Bu iki hayvanın ölüsünün etini yemek bize helal kılındı.
Dolayısıyla buradan Hanefî fukahası istihraç ve istinbat ederek demişlerdir ki, deniz hayvanları içerisinde, bütün türleriyle, sadece balık hayvanını yemek helaldir, balığın dışındakileri yemek helal değildir.
Hayvanların, canlıların helal ve haram tespiti yönünden bu ifadeleri kullanmış olduk.
Evet, helal, Allah’ın ve Rasûlü’nün helal ettiğidir, haram Allah’ın ve Rasûlü’nün haram ettiğidir.
Mesela, bir ilavede daha bulunayım: İrbaz b. Sâriye (r.a) diyor ki; “Hayber günü Rasûlullah (s.a.v) şunları haram etti: Kuşlardan, pençesiyle av yapan bütün kuşları ve ehil eşek etini diye ifade ediyor.
Yaban hayvanının yemek üzere yakaladığı avını ölü olarak ağzından almak, Rasûlullah Efendimiz bu durumdaki eti de haram ediyor.
Ama canlı iken yetişip alıp kesilirse o helal olur.
Hedef olmak üzere konulan hayvanın, yani atış talimi yaparken hedef olarak kullanılan hayvanın etini yemeyi de Rasûlullah Efendimiz haram etti.

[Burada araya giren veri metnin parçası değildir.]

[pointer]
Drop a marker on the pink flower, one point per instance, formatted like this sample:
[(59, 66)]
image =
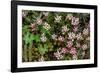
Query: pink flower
[(73, 51), (74, 57), (64, 29), (86, 31), (75, 21), (24, 13), (58, 55), (79, 36), (69, 44), (64, 50), (61, 39), (41, 59), (84, 46), (75, 29), (78, 45), (33, 26), (39, 21), (71, 35), (45, 13), (69, 16)]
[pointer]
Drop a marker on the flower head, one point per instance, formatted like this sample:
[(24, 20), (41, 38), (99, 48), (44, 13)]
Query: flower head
[(86, 31), (46, 26), (57, 18), (73, 51), (69, 44), (24, 13), (78, 45), (58, 55), (71, 35), (45, 13), (69, 16), (79, 36), (54, 37), (75, 21), (39, 21), (61, 39), (64, 29), (75, 57), (43, 38), (33, 26), (84, 46), (75, 28), (64, 50), (41, 59)]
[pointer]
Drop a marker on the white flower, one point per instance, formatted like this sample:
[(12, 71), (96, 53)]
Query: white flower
[(57, 18), (71, 35), (79, 36), (54, 37), (86, 31), (84, 47), (43, 38), (46, 26)]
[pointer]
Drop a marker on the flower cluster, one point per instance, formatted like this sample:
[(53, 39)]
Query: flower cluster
[(55, 36)]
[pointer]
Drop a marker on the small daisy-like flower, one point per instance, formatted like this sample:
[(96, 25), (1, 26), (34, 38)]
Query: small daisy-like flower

Başka bir rivâyette katır da haram ediliyor.
Katırın eti, eşeğin eti, yırtıcı hayvanın doğurduğu hayvanın eti gibi etleri Rasûlullah Efendimiz, Hayber günü, haram etti.
Demek ki bir tedricilik var.
Aşağıdan yukarıya doğru, yavaş yavaş ve en son veya sona yakın bir dönemde Rasûlullah Efendimiz, “Şunlar, şunlar haramdır.” diyerek haramları kâmil anlamda tespit etmiş bulunuyordu.

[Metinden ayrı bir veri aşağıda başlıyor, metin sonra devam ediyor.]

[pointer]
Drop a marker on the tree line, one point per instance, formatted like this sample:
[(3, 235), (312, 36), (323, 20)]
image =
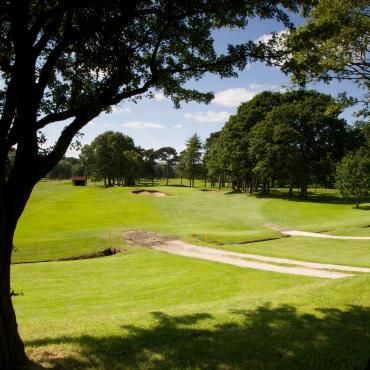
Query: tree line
[(294, 139)]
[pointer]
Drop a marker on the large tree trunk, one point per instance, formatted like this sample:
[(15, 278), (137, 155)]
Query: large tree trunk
[(12, 352)]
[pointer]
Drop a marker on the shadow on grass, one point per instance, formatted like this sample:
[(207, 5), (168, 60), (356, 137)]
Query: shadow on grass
[(313, 197), (265, 338)]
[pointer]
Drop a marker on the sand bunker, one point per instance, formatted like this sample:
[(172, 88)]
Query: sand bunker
[(169, 244), (153, 193)]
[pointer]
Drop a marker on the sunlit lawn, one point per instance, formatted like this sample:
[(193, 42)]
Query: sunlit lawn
[(143, 309)]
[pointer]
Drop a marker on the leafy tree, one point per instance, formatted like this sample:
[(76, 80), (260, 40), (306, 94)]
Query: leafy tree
[(296, 137), (105, 157), (192, 158), (169, 156), (180, 166), (150, 157), (332, 44), (230, 151), (353, 175), (71, 60), (210, 159)]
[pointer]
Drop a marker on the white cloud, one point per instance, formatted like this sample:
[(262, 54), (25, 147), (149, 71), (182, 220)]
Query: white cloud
[(119, 109), (142, 124), (265, 38), (235, 96), (208, 117), (159, 97)]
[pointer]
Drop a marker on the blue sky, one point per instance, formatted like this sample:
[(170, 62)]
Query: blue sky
[(154, 123)]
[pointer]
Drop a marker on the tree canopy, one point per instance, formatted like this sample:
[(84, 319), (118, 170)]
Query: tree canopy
[(68, 61), (353, 175), (334, 43), (294, 137)]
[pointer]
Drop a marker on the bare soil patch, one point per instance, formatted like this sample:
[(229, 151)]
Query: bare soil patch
[(169, 244), (98, 254), (146, 238), (153, 193)]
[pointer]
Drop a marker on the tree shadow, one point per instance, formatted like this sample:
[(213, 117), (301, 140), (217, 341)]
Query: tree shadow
[(312, 197), (265, 338)]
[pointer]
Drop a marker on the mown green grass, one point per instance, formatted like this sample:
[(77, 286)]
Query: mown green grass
[(143, 309), (148, 310), (64, 221)]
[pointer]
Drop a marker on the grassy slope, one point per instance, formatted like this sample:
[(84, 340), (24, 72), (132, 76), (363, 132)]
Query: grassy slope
[(62, 221), (149, 310)]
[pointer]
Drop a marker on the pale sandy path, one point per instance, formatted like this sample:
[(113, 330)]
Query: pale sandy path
[(216, 255), (167, 244)]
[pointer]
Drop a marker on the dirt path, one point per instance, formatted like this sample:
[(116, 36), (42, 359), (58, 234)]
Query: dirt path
[(167, 244)]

Yukarıda saydığımız şeylerin eti yenmez.
Bunları keserken besmele çekilse de yenmez.
Ama besmele ile değil de bunları boğazından kesmenin, domuzdan başkasını boğazından kesmenin, bir faydalı yönü vardır.

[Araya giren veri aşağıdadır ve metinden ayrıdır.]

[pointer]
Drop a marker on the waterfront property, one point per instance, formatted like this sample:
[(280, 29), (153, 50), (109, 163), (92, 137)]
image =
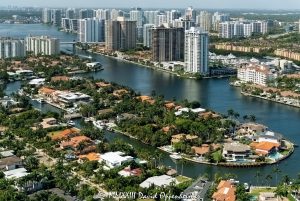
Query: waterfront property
[(225, 191), (158, 181), (236, 151)]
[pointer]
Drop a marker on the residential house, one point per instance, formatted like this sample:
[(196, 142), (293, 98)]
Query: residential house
[(225, 192), (146, 99), (75, 142), (235, 151), (158, 181), (205, 149), (65, 134), (115, 159), (59, 78), (270, 196), (183, 137), (197, 191), (10, 163), (265, 148), (128, 172), (49, 122), (19, 173), (90, 157)]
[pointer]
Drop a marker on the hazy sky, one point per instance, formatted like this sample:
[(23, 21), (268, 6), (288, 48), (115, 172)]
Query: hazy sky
[(256, 4)]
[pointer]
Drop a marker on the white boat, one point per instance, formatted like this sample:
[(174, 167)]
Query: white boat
[(175, 156)]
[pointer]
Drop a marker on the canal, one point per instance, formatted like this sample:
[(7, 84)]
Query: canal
[(215, 94)]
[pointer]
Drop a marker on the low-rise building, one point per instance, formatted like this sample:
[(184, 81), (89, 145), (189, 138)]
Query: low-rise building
[(10, 163), (257, 74), (115, 159), (183, 137), (158, 181), (49, 122), (236, 151), (128, 172), (225, 192), (265, 148)]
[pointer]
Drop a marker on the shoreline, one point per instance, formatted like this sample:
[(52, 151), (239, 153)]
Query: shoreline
[(160, 69), (268, 99), (222, 164)]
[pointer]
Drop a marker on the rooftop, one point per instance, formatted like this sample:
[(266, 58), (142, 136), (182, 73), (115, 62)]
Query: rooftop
[(160, 181)]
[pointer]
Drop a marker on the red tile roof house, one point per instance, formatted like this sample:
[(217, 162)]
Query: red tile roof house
[(127, 172)]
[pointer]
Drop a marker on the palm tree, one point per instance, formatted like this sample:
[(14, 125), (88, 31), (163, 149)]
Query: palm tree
[(276, 170), (281, 191), (269, 178), (252, 118), (286, 179), (257, 176)]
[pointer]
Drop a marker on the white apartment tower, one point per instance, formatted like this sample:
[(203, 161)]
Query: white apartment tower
[(196, 51), (42, 45), (91, 30), (137, 15), (10, 48), (204, 20), (46, 15), (147, 35)]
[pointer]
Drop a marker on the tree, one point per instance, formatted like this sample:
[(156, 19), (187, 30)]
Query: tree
[(31, 163), (268, 179), (281, 191), (276, 170)]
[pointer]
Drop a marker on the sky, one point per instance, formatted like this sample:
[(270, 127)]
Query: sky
[(218, 4)]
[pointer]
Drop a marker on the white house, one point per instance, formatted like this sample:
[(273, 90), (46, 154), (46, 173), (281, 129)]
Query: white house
[(115, 159), (159, 181)]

Rasûlullah (s.a.v) “” “Bütün deriler tabaklandığı zaman temiz olur” buyuruyor. Sadece domuzun ki tabaklansa da temiz olmaz.
Bazı rivâyetlerde köpek de ona katılıyor.
Diğer hayvanların derisi boğazından kesildiği takdirde tabaklanınca temiz olur, ama eti hiçbir suretle yenmez.
Eti yenmeyen hayvanların etinden herhangi bir şey de yapılmaz.
Mesela satışı da helal değildir.
Yani eğer bir hayvanın eti yenmiyorsa satıp parasını yemek de helal değildir.
Rasûlullah (s.a.v) buyuruyor ki: “Allah, Yahudilere lanet etti. Zira onlara ineğin ve koyunun yani eti yenen hayvanların içinden çıkan iç yağını haram etmişti. Onlar hile yaptılar. İç yağını eritip, bir kaba döktüler, dondurdular ve donmuş vaziyette sattılar, onun parasını alıp yediler.”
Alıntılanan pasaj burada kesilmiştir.